Mooi om te zien hoe verschillend objecten worden genoemd, afhankelijk van de locatie het object zijn plek vindt. Zo noemen wij hier in Nederland een huis op het water gewoon een woonboot, maar in Amerika noemen ze het een ‘Luxury Floating Home’. Wat jullie willen, maar wij blijven het gewoon een woonboot noemen! Toch hebben deze luxe woonboten een nogal Nederlands tintje, omdat ze zijn ontworpen door Koen Olthuis. De beste man is een waar genie als het aankomt op wonen op water. Mocht je daar meer over willen weten, dan vind je onderaan dit artikel een toffe Tedx Talk met Koen.

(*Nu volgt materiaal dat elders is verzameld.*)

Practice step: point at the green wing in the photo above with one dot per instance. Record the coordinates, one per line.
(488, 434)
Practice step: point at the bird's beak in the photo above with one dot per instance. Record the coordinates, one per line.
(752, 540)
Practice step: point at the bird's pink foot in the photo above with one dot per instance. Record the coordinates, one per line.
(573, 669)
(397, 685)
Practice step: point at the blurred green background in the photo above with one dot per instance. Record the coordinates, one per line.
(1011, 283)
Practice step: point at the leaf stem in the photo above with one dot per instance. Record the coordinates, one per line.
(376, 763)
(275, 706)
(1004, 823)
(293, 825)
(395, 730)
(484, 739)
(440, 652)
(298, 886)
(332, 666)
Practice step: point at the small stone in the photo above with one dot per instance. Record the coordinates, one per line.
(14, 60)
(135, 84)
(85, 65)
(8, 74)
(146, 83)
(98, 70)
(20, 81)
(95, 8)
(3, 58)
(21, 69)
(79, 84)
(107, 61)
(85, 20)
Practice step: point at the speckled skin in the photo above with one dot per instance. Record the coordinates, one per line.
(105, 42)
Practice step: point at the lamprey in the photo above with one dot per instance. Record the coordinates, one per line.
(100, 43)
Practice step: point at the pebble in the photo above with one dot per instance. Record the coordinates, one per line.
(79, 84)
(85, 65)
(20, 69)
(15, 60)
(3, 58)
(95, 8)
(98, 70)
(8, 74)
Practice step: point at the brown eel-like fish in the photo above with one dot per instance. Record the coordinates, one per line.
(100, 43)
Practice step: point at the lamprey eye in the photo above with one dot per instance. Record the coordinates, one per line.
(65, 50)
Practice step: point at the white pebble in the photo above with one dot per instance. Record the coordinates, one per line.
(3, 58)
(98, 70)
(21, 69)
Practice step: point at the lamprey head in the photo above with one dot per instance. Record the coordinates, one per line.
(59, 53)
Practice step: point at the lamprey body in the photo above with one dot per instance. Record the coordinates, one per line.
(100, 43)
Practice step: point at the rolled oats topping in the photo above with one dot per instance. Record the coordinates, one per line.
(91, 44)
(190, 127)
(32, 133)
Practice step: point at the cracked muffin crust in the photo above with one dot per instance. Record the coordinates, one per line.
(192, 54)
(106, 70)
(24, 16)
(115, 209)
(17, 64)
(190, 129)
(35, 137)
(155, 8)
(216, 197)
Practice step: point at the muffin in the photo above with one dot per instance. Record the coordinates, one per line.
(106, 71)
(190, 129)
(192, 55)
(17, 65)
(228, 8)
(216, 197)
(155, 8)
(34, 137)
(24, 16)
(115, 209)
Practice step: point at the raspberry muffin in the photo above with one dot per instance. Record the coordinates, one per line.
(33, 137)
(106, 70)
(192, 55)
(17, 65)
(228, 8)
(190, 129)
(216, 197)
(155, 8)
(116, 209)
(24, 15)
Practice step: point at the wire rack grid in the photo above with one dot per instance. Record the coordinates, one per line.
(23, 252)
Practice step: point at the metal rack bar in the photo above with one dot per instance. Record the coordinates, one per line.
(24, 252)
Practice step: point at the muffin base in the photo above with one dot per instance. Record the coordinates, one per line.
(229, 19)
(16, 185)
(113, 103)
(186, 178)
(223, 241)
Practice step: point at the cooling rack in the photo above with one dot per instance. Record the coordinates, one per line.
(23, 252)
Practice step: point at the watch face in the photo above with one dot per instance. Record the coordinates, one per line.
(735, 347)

Omdat Amerika en de Caraïben eigenlijk altijd wel getroffen worden door orkanen, heeft Koen gekeken hoe hij huizen kan ontwerpen die hiertegen kunnen. Zijn oplossing is simpel: bouw ze óp het water. Samen met de startup Arkup heeft Koen huizen ontworpen die tegen categorie 4 stormen kunnen. Olthuis en Arkup noemen de huizen zelf ‘livable yachts’, omdat ze ook zijn uitgerust met een motor om eventueel naar een veiligere plek te varen. Wij zijn in ieder geval behoorlijk onder de indruk van het gedurfde ontwerp.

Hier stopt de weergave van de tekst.